Clearly, the resources sector and the consumer goods sector are not particularly popular at the present time. In the case of the former, a low oil price is apparently here to stay and, as a result, sales and profitability for oil and gas companies are likely to come under pressure. And, with the outlook for the Aussie economy being relatively uncertain and unemployment being higher than desired, consumer goods companies could experience a challenging period as a result of weak demand from shoppers.
However, those two sectors present opportunities to buy stocks with considerable margins of safety. In other words, their valuations fully reflect the challenges that they face in the short to medium term and, for long-term investors, the risk/reward ratio appears to be appealing.
For example, Oil Search Limited (ASX: OSH) has seen its share price fall by 12% in the last three months and, with its bottom line set to rise by 45% in the current financial year, it trades on a price to earnings growth (PEG) ratio of just 1.12. That's less than the ASX's PEG ratio of 1.35 and, with Oil Search recently ramping up its production guidance for 2015, the company may be better able to deal with lower oil and gas prices than many of its peers. That's especially the case since Oil Search is set to create additional efficiencies so that its production costs fall over the short to medium term.
Furthermore, Oil Search is forecast to increase dividends per share by more than inflation at 1.7% per annum during the next two years. This provides an indication that the company's management team is confident in its long-term outlook and also means that Oil Search's 2.4% yield has the scope to improve moving forward.
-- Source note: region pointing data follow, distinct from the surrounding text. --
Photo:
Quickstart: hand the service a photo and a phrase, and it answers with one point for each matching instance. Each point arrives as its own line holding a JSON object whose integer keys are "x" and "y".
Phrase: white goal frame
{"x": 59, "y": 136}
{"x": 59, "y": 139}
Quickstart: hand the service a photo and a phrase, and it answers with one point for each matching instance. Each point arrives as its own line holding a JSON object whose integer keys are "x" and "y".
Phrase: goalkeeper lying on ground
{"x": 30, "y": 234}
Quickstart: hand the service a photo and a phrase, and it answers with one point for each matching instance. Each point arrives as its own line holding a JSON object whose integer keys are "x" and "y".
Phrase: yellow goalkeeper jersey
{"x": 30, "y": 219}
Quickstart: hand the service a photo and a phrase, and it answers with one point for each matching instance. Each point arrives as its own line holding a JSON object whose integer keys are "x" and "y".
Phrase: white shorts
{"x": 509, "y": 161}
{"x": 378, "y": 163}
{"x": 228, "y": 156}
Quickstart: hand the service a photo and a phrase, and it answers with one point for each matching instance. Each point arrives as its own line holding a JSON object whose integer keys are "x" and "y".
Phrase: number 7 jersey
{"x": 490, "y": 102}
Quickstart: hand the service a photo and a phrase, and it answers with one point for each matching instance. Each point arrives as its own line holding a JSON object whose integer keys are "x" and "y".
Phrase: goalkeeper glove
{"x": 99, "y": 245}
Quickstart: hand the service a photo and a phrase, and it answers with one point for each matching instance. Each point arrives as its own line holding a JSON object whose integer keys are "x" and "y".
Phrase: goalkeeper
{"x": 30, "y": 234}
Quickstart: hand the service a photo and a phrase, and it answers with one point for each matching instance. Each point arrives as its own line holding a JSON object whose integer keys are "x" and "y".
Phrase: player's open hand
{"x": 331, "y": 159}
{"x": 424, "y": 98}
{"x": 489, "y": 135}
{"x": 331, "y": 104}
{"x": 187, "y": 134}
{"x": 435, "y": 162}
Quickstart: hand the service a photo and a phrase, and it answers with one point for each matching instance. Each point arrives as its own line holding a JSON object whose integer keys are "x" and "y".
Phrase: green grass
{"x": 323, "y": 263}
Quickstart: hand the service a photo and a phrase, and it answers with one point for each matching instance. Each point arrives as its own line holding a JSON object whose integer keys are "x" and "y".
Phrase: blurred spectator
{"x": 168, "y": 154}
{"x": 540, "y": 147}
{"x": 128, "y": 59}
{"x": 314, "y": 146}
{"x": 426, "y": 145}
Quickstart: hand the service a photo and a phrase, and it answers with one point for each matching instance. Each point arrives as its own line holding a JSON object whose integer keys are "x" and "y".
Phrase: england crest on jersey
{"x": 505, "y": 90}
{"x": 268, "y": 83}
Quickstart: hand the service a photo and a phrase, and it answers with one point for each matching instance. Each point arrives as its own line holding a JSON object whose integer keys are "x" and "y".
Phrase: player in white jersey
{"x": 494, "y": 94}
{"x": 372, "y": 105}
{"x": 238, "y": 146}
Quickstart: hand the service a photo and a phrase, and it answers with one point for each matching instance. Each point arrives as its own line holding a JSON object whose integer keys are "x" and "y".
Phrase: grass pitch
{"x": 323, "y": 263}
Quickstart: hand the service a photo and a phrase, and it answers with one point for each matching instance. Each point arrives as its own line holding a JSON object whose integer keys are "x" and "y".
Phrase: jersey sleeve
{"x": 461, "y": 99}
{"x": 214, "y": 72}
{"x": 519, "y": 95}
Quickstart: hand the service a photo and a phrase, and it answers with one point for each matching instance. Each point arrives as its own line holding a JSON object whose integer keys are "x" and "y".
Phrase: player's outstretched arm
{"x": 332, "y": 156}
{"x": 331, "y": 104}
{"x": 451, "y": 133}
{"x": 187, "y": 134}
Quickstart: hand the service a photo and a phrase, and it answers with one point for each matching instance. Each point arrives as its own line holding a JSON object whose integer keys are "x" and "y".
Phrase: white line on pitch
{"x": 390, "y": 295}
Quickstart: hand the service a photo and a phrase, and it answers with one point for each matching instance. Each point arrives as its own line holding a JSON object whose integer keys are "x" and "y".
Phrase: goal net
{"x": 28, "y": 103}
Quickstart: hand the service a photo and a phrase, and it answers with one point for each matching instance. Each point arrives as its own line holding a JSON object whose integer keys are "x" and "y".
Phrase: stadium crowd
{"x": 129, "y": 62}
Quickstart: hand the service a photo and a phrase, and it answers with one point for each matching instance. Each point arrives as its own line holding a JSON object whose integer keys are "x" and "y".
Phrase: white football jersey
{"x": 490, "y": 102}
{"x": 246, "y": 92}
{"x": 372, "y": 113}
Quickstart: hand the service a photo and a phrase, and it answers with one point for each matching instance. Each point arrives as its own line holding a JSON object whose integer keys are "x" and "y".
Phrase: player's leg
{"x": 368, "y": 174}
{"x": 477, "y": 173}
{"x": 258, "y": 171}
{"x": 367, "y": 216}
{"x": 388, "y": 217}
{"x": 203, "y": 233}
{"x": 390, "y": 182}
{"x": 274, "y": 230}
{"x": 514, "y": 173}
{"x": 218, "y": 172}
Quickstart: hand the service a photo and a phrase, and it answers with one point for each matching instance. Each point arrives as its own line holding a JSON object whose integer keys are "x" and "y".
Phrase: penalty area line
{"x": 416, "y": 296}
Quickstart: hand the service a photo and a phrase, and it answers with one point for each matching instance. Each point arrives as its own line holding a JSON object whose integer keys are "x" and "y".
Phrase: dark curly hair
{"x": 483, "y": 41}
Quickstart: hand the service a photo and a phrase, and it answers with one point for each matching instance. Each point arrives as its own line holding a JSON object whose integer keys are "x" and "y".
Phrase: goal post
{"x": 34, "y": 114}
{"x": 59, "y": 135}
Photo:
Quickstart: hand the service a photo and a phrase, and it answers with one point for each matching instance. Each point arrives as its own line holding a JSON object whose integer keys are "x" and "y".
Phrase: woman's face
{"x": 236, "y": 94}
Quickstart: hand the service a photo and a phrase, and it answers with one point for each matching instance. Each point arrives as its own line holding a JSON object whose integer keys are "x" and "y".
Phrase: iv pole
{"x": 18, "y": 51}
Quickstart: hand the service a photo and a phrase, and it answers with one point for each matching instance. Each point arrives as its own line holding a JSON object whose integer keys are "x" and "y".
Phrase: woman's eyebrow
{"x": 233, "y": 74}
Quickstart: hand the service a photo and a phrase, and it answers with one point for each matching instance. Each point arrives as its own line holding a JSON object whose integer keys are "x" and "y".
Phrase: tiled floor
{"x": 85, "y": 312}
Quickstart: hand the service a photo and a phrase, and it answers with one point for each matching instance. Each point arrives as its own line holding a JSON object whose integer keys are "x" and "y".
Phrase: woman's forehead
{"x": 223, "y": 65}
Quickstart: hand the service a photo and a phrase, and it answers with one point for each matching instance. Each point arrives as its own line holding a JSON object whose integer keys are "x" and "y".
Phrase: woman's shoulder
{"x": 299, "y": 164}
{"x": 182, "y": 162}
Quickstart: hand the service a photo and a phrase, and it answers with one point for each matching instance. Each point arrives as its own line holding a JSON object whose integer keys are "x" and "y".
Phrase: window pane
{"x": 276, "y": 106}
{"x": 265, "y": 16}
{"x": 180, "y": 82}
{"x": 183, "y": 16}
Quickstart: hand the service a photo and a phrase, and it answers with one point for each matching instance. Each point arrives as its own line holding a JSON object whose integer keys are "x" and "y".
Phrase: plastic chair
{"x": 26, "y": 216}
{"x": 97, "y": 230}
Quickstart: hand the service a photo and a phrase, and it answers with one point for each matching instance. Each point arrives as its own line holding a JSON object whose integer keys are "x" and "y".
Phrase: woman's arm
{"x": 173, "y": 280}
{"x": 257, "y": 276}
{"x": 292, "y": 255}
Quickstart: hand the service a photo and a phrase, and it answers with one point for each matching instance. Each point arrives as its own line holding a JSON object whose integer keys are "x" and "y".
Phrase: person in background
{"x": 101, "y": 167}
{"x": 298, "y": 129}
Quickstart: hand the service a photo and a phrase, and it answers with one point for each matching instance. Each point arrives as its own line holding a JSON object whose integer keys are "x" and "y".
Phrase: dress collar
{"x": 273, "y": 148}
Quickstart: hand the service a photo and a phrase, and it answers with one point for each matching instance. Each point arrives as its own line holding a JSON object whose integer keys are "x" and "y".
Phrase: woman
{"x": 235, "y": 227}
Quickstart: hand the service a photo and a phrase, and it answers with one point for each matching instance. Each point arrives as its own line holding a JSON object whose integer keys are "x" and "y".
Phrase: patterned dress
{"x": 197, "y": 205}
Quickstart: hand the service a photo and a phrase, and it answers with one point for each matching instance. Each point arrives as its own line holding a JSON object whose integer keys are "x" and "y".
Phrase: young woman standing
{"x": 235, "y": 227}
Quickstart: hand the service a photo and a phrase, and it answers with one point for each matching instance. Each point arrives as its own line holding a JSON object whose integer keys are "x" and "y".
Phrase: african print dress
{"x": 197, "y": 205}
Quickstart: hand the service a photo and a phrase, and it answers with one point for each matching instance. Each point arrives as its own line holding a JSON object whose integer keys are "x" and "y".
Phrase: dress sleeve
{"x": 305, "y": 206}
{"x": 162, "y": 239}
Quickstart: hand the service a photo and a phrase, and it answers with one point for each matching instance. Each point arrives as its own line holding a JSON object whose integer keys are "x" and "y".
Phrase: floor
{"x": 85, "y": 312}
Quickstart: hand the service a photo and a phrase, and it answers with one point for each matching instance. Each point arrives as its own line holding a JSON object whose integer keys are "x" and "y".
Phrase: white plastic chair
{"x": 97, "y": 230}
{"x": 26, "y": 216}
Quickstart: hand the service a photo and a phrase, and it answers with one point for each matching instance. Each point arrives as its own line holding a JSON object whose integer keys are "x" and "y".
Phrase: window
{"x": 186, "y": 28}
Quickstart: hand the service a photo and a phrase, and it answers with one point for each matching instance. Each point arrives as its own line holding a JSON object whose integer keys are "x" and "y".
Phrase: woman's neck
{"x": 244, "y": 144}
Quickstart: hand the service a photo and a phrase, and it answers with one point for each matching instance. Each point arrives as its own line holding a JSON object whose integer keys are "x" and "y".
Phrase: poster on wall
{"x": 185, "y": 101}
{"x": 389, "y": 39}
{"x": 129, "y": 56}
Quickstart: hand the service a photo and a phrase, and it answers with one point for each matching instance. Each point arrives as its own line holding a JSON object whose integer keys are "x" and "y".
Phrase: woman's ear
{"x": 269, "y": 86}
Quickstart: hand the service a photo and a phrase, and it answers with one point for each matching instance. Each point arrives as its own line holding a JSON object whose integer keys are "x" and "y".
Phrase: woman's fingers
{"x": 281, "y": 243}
Meanwhile, JB Hi-Fi Limited (ASX: JBH) has fallen by 10% since the start of June, with poor retail sales figures hurting investor sentiment in the stock. However, with JB Hi-Fi expected to increase its earnings by 5.6% in each of the next two years, its price to sales (P/S) ratio of 0.57 could rise significantly. In fact, JB Hi-Fi currently trades at a significant discount to the wider index, with the ASX having a P/S ratio of 1.43.
And, with the full effect of lower interest rates still yet to be felt (owing to time lags), the medium-term outlook for the consumer goods sector (and for JB Hi-Fi) could be much brighter than is currently being priced in by the market.
Furthermore, with dividends set to rise by 5.2% per annum over the next two years, it sends out a positive signal regarding management's outlook for the business which, alongside a yield of 4.4%, should help to improve investor sentiment in the company during the current loose monetary policy period.